Habrá seguros para barqueros que transportan ganado bovino

Los ganaderos quieren una excepción en la forma de liquidar Ganancias. Ya aumentó en precio del traslado.

Una nueva línea de seguros para embarcaciones que trasladan el ganado que se encuentra en las islas del Paraná comenzó a delinearse ayer, durante un encuentro que propietarios de estas barcazas mantuvieron con funcionarios de la Secretaría de la Producción y del Instituto Autárquico Provincial del Seguro (IAPS).

La instancia se abrió ante la gran demanda de traslado fluvial de ganado bovino desde las islas a tierra firme, originado en la creciente del río Paraná, que según los últimos pronósticos del Instituto Nacional del Agua tendrá su pico frente a la costa paranaense el 20 de noviembre y en Victoria, el 24. Se sabe que las fuertes lluvias que se registraron en Brasil aceleraron los tiempos de la emergencia y de las tareas de evacuaciones.

El encuentro se produjo propiciado por la Secretaría de la Producción, cuyo titular, Roberto Schunk, había recibido la inquietud de los denominados barqueros.

Según se informó oficialmente En la reunión se pusieron en consideración todos los aspectos de la actividad a fin de que las reaseguradoras habiliten una línea en tal sentido. "No es que no haya seguro para la actividad, no hay reaseguro porque las reaseguradoras no conocen la tarea. Hay que explicar bien cómo trabaja una barcaza y qué implicancia tiene su tarea en todo este panorama", explicaron los vocales del Instituto Autárquico Provincial del Seguro (IAPSER) Sergio Carlín y Héctor Zaragoza.

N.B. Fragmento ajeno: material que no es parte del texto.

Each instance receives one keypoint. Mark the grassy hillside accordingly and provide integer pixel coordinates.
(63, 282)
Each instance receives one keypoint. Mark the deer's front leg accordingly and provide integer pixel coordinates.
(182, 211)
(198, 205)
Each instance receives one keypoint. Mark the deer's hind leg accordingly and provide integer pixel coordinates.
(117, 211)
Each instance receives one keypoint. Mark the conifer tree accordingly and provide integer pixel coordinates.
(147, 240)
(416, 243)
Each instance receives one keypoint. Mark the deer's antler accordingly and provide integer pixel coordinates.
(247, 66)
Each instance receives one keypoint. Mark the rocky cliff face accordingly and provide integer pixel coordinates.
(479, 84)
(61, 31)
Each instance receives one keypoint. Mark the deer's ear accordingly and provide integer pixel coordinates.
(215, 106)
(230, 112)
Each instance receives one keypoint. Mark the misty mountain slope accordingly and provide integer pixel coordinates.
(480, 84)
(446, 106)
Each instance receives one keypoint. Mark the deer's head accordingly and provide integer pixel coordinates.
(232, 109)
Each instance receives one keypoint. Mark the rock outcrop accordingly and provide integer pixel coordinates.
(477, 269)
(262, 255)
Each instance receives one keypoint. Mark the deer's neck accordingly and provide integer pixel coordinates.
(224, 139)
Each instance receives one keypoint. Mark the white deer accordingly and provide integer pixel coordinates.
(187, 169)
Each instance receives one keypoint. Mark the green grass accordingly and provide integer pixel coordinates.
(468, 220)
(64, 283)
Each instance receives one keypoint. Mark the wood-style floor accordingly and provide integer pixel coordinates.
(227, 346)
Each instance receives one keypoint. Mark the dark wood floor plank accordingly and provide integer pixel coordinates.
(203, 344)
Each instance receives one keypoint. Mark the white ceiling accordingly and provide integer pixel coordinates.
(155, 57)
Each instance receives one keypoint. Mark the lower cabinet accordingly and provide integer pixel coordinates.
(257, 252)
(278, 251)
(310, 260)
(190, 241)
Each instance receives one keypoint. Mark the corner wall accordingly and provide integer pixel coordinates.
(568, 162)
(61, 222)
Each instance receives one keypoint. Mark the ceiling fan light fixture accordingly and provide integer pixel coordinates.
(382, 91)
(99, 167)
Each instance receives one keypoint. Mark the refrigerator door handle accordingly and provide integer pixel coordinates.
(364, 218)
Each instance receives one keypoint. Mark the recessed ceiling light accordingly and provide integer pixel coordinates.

En tanto el coordinador de la Secretaría de la Producción, Leandro Rodríguez, comentó cuáles son las otras medidas que se adoptaron para hacer frente a la situación, y en tal sentido mencionó la adquisición de una veintena de corrales australianos y las tareas de traslado acordadas con el Ejército argentino, entre otras.

El funcionario indicó que desde la Dirección de Ganadería se viene trabajando junto a las comunas afectadas desde agosto pasado, aunque admitió que la situación empeoró con las lluvias registradas en Brasil.

"Estamos trabajando a toda velocidad porque los pronósticos indican que las lluvias aceleraron las crecientes que esperábamos para enero o febrero", confirmó Henry Giúdice, propietario de una embarcación con la que trabaja en la zona de Hernandarias, Piedras Blancas y Pueblo Brugo.

En tanto César Klocker –también pequeño empresario del transporte fluvial de la zona de Colonia Nueva y que hace traslados en la zona de Colastiné– explicó que con las crecientes el espejo de agua se modifica y hay que navegar sobre un río en permanente cambio.

Reclamos. El tema no estuvo ausente en el encuentro que mantuvieron los dirigentes de la Mesa de Enlace Agropecuaria provincial con funcionarios de la Provincia.

Ayer el titular de la Federación de Asociaciones Rurales de Entre Ríos (Farer), Juan José Galli, contó al programa El pulso de LT 14 que se abordó el tema y que todas las medidas que se adopten son bienvenidas aunque resultarían escasas.

En ese sentido, precisó que el precio del traslado del ganado se ha incrementado "pasando en algunos casos de 50 centavos a 4 pesos por animal", aunque reconoció que "hay varias condiciones que inciden en el costo del servicio "como es la distancia de la costa y si hay que navegar río arriba o a favor de la correntada".

Galli señaló que le solicitaron al gobierno que haga gestiones para que la venta obligada de animales para faena que deben hacer, porque no hay dónde tenerlos, no impacte negativamente en la liquidación del Impuesto a las Ganancias. Como contrapartida, propuso que esa excepción esté atada al compromiso de reinvertir, una vez superada la creciente, nuevamente en animales.

También señaló que se percibe en el mercado un freno en la venta de ganado, ya que se espera que ante esta situación los ganaderos deban vender a precios menores. "Saben que el precio va a bajar y la gente está esperando", indicó. Igualmente consideró que la posibilidad de la crecida del río es un riesgo de la ganadería en las islas y que, aunque los frigoríficos puedan ganar en la coyuntura, comprando más barato, la prioridad es que los animales no mueran ahogados.

"Esto se entiende cuando uno va con una barcaza a la isla y las vacas se atropellan por subir porque se les viene el agua. Ahí son todas, igualitas, las el productor rico y las del pobre", agregó.